I don't really like live music.

I know, I know, I'm a heretic. Let me explain.

I have very sensitive hearing. Loud noises *hurt*. When I go see concerts, I generally stay as far away from the speakers as humanly possible and take binoculars so I can see the performers. And seeing the performers isn't necessary for me, really; if I can get into a good spot and listen for all the overtones and undertones, I'm happy. They is, if there are any overtones or undertones; most outdoor amplification completely strips out the very things that make music enjoyable for me.

Music, for me, is something to be paid attention to. Something to be enjoyed alone, quietly. Something to be listened to over and over again until I've memorized it. I eat music, I chew it up and swallow it and deconstruct it and listen to just the melody or harmony lines. The important part is the repetition--I have to be able to listen to something multiple times to really enjoy it. And it always needs to be played reasonably quietly (reasonably quietly means that I don't have to raise my voice to talk to someone across the room when the music is playing).
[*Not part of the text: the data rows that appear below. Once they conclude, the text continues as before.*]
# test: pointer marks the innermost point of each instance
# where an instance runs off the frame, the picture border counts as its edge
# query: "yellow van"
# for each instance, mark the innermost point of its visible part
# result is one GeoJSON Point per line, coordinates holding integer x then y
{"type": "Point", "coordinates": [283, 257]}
Even when I'm upset, the volume stays low. If it gets loud, I lose the delicious subtleties on the interplay between voice and instrument and it just becomes noise.

One of the most miserable experiences of my life was going to see a show at the Showbox a while back. I'd heard a couple of albums of theirs before, but I didn't own any so I hadn't sat down with the albums and just *listened*. so I wasn't actually familiar with anything they were playing. The people I was with insisted on going up to the front of the stage and standing in front of one of the huge speakers.

I'd accidentally left my earplugs at home.

The sheer sonic blast coming out of the speakers overwhelmed me. I couldn't hear any music for all the noise that was pouring out and buffeting my entire body. For someone else, this might have been a thrilling experience; all I knew was pain and sheer overwhelm. And I was trapped there by the press of the crowd.

After a few minutes spent actively fighting panic, I felt myself gently dissolve into my feet. I think I spent most of the hour they were playing simply swaying gently in place. There wasn't anyone home.

After the noise stopped, I snapped sharply back into my body. I was nearly completely deafened for a few days, and the headache I was left with took a hot bath and a whole bunch of painkillers to get rid of. It wasn't as bad as it could have been, certainly; without my ability to just mentally slide away, I would have been subjected to that wall of sound for an hour, holding on to my panic with tooth and nail.

That was easily the worst experience I've ever had with live music, but I have a host of others. Much of the time, after I've seen a live performance by someone I've never heard before, I'll borrow the album because I know they can't *really* be as horrible as they sounded on stage. Outdoor acoustics are invariably incredibly horrible, and this colors even the best music.

There are people who claim that going to see live music is a powerful experience, that the presence of the artist adds something indefinable to the music. This is true with me with classical music performances, and I can see how that would be true for some people with rock music.

But it's not true for me.


Something else I don't understand while we're on the topic of music: meeting the people who make the music. I don't get it. Does it really make a difference if you've been sweated on by Madonna or shaken Trent Reznor's hand? I can enjoy what an artist does and never have any desire to meet the creator; my only exception to this is authors, but even then I seek them out as a fellow writer, not as a fan.

I vastly prefer to appreciate the art instead of the ego. I can appreciate a talent without appreciating the person who possesses it.

Will meeting the person who makes the art give me a deeper understanding of that art? no? Then I won't seek out famous artists.


Ye gods I am bitchy today.

I have no idea what the hell is up with me. Up, down, all around, kicking at doors trying to get people to send me paperwork. I'm hoping that this is just stress; we'll see if thing get better once the house is settled.

I certianly hope so. I hate reacting to everything with irritation.